Illustrations by Carolyn Ramos
Aries (March 21 - April 19): No schemes this week. No schemes, no hoaxes, no deceptions, no pranks, no trickery or bon mots. And it goes without saying—but I’ll say it anyway—absolutely no flim-flams.
Taurus (April 20 - May 20): If you’re reading this please come to the gas station and head to the freezer with all the little burritos. I have managed to lock myself inside again and require immediate assistance.
Gemini (May 21 - June 20): Wisdom grows in the fertile soil of all the mistakes you have made but please… you can’t just keep adding more and more soil. There is already so much.
Cancer (June 21 - July 22): I am a bit concerned that when I started writing this I looked and right in front of me a fly fell dead out of the sky. Surely a bad omen!
Leo (July 23 - August 22): When everyone is making fun of you for putting your shoes on the opposite feet you are not proving anybody wrong by continuing to wear them that way in protest.
Virgo (August 23 - September 22): You may find that you’re attracting the wrong kind of attention, like a wriggling worm on a hook, but like the worm, it’s hard to get good attention when you’re in that kind of predicament.
Libra (September 23 - October 22): This week a verbal altercation with a teenage employee at a fast-casual restaurant will have you rethinking everything you thought about whether your hairstyle looks good or not.
Scorpio (October 23 - November 21): Let love light the way… Wow, how inspiring. I should write more of these down. If you let yourself be guided by, uh, your heart then everything will be… well, I don’t know. You get it.
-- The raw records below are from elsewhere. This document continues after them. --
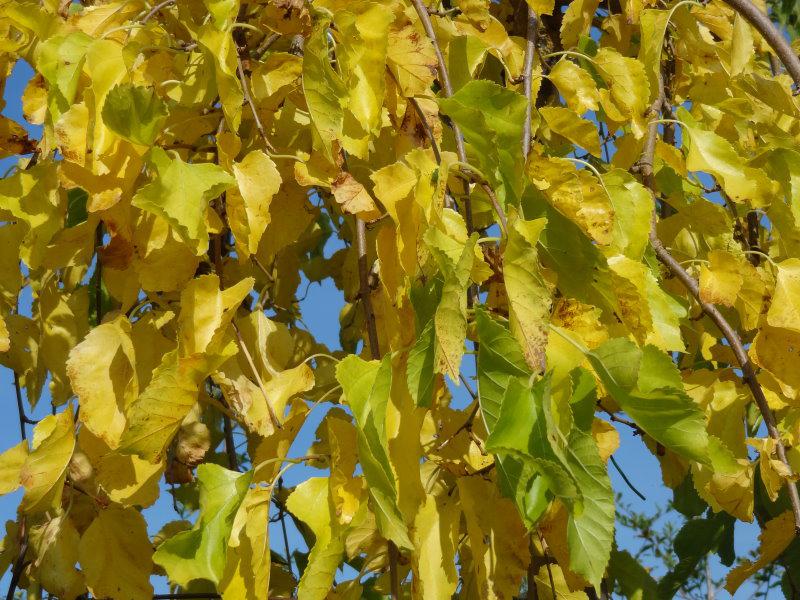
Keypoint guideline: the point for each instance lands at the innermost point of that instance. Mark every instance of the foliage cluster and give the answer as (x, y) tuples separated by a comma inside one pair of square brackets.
[(593, 209)]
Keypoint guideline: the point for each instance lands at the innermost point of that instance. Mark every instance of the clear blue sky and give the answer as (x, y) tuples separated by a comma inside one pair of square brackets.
[(320, 311)]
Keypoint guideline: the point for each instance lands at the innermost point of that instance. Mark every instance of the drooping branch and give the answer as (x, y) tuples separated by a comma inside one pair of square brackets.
[(527, 79), (691, 284), (372, 336), (364, 289), (444, 77), (771, 35)]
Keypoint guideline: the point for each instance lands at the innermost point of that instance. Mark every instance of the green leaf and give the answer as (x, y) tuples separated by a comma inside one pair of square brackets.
[(528, 294), (450, 320), (60, 60), (323, 87), (491, 118), (666, 413), (134, 112), (522, 431), (590, 533), (200, 553), (696, 539), (180, 193), (715, 155), (582, 270), (366, 387), (568, 124), (500, 361), (633, 208), (419, 370), (634, 580), (311, 503), (76, 207)]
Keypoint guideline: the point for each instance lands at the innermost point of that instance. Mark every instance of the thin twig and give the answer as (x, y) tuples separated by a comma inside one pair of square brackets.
[(527, 80), (187, 596), (282, 518), (533, 593), (444, 77), (19, 562), (501, 214), (771, 35), (248, 357), (249, 99), (155, 10), (98, 271), (625, 478), (372, 336), (364, 289), (230, 444), (691, 284)]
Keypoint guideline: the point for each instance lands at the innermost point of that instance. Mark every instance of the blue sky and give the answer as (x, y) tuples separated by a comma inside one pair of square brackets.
[(320, 310)]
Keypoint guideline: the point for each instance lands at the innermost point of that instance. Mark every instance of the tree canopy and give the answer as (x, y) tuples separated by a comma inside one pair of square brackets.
[(548, 220)]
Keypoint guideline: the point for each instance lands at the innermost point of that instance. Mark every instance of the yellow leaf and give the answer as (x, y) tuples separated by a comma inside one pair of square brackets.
[(220, 49), (310, 503), (63, 318), (180, 193), (44, 470), (784, 311), (435, 537), (542, 7), (778, 351), (128, 479), (5, 340), (206, 312), (248, 210), (247, 572), (773, 471), (353, 197), (568, 124), (411, 58), (713, 154), (627, 80), (102, 372), (606, 436), (11, 463), (776, 535), (577, 21), (361, 54), (497, 538), (741, 45), (576, 86), (31, 196), (55, 547), (286, 384), (720, 281), (727, 484), (529, 296), (115, 554)]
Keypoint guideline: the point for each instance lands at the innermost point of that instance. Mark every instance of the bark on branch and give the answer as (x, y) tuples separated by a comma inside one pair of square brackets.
[(690, 283)]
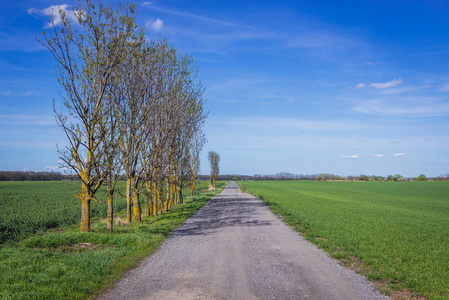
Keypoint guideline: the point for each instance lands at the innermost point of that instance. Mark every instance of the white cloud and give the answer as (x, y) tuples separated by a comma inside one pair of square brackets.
[(52, 168), (411, 105), (289, 124), (350, 156), (388, 84), (399, 154), (156, 25), (54, 11), (27, 119)]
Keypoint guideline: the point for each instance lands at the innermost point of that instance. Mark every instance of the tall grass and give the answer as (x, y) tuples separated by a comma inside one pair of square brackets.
[(66, 264), (399, 231), (27, 207)]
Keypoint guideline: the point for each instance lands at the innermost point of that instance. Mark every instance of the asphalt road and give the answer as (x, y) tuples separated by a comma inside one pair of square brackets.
[(235, 248)]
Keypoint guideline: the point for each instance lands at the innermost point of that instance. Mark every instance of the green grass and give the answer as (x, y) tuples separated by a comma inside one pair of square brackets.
[(27, 207), (66, 264), (398, 230)]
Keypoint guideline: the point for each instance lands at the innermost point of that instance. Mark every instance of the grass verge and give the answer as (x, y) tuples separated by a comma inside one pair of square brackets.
[(66, 264), (394, 233)]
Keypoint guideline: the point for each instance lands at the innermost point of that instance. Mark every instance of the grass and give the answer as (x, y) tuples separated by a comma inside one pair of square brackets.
[(65, 264), (27, 207), (395, 233)]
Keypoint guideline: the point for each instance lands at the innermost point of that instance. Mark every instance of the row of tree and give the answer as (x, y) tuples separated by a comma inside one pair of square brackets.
[(327, 177), (33, 176), (132, 108)]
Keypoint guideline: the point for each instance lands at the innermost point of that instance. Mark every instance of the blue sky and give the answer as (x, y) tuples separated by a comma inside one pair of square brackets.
[(343, 87)]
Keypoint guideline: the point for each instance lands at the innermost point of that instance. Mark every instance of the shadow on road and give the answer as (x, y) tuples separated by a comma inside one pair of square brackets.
[(223, 211)]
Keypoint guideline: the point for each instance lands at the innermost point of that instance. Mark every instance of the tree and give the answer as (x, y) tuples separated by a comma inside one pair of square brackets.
[(87, 55), (214, 159)]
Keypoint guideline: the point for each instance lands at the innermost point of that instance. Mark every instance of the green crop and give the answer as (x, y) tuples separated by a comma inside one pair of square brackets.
[(28, 206), (398, 230)]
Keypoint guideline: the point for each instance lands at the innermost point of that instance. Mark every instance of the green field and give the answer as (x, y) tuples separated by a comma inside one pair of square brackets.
[(399, 231), (67, 264), (29, 206)]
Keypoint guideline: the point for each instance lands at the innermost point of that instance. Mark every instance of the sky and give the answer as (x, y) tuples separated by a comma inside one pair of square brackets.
[(306, 87)]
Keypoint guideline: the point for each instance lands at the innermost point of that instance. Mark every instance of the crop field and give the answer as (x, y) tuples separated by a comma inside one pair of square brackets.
[(67, 264), (395, 233), (30, 206)]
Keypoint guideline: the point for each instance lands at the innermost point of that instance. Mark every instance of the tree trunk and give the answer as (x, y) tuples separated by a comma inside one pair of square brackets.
[(180, 199), (128, 200), (85, 209), (149, 207), (110, 209), (192, 188)]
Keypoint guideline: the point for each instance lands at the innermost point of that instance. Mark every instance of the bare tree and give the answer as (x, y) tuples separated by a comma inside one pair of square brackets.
[(214, 159), (194, 167), (87, 54)]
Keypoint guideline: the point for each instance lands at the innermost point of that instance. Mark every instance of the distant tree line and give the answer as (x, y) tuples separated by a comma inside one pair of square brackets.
[(132, 108), (34, 176), (325, 177)]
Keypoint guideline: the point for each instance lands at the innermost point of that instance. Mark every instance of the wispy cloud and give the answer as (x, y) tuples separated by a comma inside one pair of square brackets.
[(385, 85), (186, 14), (27, 120), (290, 123), (399, 154), (405, 106), (155, 25), (54, 11)]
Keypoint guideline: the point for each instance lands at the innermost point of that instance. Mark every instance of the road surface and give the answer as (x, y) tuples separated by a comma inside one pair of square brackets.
[(235, 248)]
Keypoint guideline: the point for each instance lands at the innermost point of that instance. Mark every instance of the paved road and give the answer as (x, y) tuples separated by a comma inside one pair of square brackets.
[(235, 248)]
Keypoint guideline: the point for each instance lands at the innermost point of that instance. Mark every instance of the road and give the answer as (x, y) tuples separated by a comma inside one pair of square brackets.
[(235, 248)]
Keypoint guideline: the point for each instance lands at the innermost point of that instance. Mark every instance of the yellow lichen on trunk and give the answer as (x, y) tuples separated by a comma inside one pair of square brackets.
[(128, 200), (136, 205)]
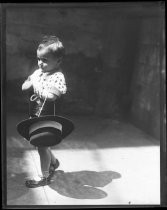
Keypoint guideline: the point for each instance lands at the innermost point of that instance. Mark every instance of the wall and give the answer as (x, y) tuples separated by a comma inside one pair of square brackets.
[(146, 87), (96, 59)]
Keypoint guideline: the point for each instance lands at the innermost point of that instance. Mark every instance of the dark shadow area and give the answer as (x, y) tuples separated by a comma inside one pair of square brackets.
[(83, 184), (15, 186)]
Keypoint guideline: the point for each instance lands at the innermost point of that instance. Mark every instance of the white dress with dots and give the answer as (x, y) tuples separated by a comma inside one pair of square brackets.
[(51, 82)]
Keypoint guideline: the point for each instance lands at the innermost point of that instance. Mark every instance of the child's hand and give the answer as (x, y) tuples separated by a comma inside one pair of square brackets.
[(27, 84)]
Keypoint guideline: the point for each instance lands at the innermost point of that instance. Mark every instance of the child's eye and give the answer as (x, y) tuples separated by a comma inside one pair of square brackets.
[(44, 60)]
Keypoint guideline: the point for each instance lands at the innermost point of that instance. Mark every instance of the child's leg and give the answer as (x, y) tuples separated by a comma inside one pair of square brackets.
[(45, 159), (53, 158)]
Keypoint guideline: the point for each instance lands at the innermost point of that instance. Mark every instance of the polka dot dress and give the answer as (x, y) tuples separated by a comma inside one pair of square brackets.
[(53, 83)]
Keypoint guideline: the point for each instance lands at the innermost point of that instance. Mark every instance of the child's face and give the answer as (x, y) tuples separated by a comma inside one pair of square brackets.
[(46, 60)]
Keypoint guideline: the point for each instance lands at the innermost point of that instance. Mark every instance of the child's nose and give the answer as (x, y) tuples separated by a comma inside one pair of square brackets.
[(40, 63)]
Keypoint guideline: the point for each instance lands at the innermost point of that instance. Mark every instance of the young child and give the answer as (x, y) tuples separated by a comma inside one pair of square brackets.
[(47, 84)]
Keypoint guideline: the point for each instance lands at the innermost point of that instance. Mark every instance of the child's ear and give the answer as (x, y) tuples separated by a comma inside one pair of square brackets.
[(59, 60)]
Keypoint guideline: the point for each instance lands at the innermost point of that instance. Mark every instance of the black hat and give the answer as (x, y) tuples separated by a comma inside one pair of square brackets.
[(46, 130)]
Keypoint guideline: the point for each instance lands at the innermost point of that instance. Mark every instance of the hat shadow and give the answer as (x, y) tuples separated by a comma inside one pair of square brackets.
[(82, 184)]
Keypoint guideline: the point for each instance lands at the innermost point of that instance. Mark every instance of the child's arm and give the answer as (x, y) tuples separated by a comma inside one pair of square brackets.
[(27, 85)]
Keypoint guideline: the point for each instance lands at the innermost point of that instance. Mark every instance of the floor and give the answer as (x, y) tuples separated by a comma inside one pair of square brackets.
[(102, 162)]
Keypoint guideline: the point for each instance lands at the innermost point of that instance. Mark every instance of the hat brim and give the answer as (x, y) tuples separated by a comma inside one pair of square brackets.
[(23, 126)]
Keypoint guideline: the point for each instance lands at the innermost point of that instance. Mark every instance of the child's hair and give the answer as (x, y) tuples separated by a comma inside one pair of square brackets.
[(54, 44)]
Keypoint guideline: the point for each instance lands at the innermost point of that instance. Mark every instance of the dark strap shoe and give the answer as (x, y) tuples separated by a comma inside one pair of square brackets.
[(32, 183)]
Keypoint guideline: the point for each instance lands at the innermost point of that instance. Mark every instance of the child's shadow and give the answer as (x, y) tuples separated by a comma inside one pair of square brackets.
[(82, 184)]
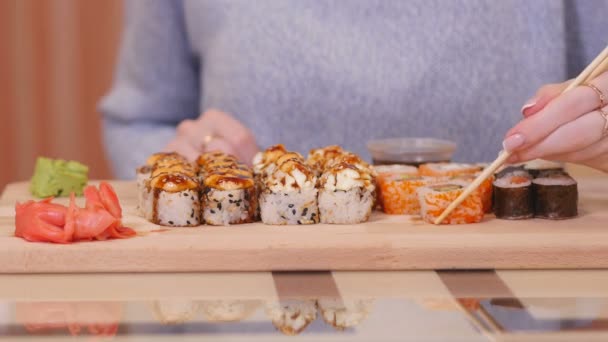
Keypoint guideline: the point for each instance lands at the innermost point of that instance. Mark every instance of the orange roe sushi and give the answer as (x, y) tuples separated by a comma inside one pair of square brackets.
[(484, 189), (397, 192), (434, 199), (448, 169)]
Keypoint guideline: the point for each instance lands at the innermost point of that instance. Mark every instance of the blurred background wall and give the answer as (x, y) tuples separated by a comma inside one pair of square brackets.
[(56, 61)]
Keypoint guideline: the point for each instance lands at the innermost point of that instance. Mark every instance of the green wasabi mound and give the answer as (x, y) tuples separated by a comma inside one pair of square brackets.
[(56, 177)]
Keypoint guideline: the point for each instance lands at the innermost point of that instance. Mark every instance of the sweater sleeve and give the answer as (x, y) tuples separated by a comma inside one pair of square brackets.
[(585, 32), (155, 86)]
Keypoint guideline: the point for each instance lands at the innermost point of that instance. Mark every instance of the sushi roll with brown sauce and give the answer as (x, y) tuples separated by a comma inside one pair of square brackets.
[(172, 199), (347, 192), (513, 195), (144, 172), (396, 169), (556, 196), (344, 313), (319, 159), (265, 162), (288, 194), (448, 169), (434, 199), (228, 194)]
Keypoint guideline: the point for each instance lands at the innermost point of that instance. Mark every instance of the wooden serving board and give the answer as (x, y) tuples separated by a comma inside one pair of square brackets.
[(384, 243)]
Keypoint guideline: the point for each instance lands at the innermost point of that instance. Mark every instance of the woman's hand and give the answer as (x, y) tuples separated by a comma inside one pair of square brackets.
[(568, 128), (213, 130)]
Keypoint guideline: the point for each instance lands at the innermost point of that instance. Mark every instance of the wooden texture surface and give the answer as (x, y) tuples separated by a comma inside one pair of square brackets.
[(383, 243)]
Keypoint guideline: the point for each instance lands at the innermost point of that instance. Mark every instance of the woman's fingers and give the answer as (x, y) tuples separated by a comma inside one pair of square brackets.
[(215, 130), (233, 131), (543, 96), (586, 155), (221, 144), (182, 147), (574, 136), (563, 109)]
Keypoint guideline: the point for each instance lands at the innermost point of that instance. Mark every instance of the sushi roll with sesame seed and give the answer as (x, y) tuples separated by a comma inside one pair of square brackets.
[(513, 195), (347, 192), (172, 199), (288, 195), (265, 162), (229, 196), (143, 173)]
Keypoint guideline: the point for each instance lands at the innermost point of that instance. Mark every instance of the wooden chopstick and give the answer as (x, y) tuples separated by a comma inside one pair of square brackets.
[(596, 67)]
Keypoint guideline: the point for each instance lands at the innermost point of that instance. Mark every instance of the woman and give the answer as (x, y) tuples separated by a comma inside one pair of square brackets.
[(239, 75)]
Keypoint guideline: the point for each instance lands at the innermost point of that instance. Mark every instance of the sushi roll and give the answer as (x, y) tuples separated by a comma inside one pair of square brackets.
[(447, 169), (485, 189), (538, 167), (291, 317), (172, 199), (343, 313), (513, 195), (398, 192), (265, 162), (556, 196), (229, 196), (143, 173), (434, 199), (319, 159), (347, 192), (289, 195)]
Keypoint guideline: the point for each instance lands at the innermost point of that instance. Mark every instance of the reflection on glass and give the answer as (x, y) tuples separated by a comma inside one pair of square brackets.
[(228, 310), (175, 311), (342, 314), (94, 318)]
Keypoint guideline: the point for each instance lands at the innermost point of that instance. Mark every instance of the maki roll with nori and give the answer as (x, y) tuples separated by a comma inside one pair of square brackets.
[(513, 195), (556, 196), (539, 167)]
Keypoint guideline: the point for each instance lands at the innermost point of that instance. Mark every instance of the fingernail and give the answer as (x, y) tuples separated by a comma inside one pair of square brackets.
[(513, 142), (528, 105)]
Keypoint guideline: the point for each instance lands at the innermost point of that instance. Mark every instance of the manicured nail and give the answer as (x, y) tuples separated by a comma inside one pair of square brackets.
[(513, 142), (528, 105)]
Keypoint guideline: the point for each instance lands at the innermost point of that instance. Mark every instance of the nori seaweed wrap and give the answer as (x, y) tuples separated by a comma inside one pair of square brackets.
[(556, 196)]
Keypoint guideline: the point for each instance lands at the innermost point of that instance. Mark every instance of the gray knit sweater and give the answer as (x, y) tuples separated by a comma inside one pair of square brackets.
[(308, 73)]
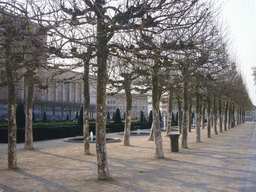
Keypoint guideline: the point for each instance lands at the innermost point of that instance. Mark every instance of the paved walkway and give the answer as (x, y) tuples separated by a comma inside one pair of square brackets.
[(225, 162)]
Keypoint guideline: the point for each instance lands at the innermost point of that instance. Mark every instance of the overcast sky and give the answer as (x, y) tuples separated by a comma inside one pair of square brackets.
[(240, 16)]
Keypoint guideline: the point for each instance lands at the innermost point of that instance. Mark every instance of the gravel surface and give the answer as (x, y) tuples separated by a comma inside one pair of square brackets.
[(215, 164)]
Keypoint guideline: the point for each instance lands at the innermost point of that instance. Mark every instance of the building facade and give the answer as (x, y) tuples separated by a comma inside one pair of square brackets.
[(139, 103)]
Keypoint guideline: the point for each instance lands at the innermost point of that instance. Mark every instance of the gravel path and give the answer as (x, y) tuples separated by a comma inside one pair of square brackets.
[(215, 164)]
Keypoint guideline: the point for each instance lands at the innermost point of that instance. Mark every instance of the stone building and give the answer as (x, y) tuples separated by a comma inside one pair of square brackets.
[(140, 103)]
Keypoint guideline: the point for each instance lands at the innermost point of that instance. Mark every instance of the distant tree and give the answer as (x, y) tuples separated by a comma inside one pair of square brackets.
[(118, 117), (20, 115), (80, 119), (33, 117), (150, 119), (114, 116), (44, 117)]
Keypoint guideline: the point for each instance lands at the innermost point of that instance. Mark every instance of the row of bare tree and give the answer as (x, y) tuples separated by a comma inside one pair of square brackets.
[(163, 48)]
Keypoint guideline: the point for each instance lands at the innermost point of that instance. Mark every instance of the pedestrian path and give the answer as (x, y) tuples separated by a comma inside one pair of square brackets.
[(248, 179)]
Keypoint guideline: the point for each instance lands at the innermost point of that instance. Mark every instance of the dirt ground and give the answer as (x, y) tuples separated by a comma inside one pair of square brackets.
[(215, 164)]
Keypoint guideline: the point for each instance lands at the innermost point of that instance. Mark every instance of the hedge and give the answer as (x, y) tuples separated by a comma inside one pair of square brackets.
[(61, 131)]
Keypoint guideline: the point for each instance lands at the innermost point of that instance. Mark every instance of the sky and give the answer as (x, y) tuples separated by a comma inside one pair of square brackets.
[(240, 18)]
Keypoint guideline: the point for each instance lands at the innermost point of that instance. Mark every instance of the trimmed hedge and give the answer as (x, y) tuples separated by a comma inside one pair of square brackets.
[(61, 131)]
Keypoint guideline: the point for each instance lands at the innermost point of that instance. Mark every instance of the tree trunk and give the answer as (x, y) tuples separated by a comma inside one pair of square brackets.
[(238, 116), (152, 131), (86, 107), (233, 116), (215, 116), (226, 117), (197, 117), (128, 117), (12, 127), (203, 116), (102, 54), (169, 116), (184, 117), (179, 115), (29, 112), (220, 115), (155, 111), (208, 117)]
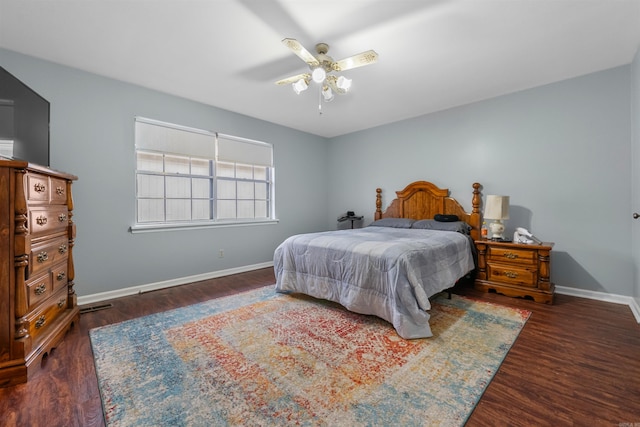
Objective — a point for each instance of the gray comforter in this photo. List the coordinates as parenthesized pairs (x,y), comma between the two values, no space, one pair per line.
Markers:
(381,271)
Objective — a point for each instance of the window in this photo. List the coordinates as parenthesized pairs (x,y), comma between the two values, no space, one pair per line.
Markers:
(190,177)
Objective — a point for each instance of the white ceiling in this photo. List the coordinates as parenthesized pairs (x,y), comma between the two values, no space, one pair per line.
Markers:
(433,54)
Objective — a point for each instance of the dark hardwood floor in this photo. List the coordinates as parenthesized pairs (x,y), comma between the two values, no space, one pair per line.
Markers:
(576,362)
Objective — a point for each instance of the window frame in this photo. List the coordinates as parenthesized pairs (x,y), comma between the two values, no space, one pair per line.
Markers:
(213,162)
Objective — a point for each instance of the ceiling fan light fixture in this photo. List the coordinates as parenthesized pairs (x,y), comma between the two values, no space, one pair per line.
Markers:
(318,74)
(300,86)
(343,83)
(327,94)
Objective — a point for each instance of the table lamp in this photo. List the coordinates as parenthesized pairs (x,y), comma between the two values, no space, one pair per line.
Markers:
(497,209)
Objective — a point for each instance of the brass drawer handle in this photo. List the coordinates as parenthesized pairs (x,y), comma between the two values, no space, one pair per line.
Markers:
(40,322)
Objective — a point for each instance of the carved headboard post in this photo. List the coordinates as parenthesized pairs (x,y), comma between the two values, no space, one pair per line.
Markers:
(475,217)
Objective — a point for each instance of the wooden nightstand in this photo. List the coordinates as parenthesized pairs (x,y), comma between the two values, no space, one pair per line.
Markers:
(515,270)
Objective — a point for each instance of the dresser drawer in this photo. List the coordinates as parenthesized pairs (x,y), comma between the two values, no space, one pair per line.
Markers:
(41,188)
(39,289)
(37,188)
(513,274)
(58,191)
(523,256)
(43,220)
(48,253)
(40,320)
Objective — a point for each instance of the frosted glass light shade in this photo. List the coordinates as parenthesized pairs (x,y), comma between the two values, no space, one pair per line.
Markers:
(318,75)
(299,86)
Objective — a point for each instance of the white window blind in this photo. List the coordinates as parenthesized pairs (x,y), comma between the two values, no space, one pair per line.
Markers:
(174,139)
(240,150)
(187,177)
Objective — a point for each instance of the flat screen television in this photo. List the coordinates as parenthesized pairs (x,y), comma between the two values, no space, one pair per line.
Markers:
(24,121)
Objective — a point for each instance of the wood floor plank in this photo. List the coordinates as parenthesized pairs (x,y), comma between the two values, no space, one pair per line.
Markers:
(576,362)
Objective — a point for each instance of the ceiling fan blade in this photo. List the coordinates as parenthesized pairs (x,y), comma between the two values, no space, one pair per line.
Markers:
(355,61)
(293,79)
(302,53)
(333,84)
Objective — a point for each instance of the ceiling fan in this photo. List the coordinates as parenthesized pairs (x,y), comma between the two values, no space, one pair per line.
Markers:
(322,67)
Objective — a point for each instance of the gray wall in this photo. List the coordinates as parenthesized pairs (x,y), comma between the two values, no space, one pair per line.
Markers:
(92,136)
(561,152)
(635,131)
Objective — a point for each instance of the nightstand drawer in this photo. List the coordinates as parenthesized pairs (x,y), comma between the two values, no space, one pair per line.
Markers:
(505,254)
(512,274)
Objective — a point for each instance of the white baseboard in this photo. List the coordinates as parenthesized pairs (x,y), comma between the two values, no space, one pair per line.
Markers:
(602,296)
(103,296)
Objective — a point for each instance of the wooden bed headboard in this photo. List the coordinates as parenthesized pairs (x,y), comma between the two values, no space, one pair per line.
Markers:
(424,200)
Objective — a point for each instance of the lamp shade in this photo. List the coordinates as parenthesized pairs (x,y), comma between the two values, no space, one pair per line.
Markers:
(497,207)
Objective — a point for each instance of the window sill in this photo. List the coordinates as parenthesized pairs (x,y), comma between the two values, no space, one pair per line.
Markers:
(152,228)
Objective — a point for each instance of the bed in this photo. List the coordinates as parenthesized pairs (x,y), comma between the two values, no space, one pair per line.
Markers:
(421,245)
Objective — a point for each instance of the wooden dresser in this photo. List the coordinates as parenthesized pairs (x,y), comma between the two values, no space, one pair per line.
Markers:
(517,270)
(37,300)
Sagittarius (November 22 - December 21): When they say don’t go to sleep angry, they don’t mean stay up without sleeping for six days straight because you’re angry.
Capricorn (December 22 - January 19): You are the center of attention this week. The oncoming train at the end of the tunnel. The really loud motorcycle driving down my street triggering the car alarms.
Aquarius (January 20 - February 18): You will solve your issues with authority only through a long spiritual journey breaking a wild stallion at the rural farm you inherited from a distant relative.
Pisces (February 19 - March 20): What can I say? It’s always a good idea to own your own bowling shoes.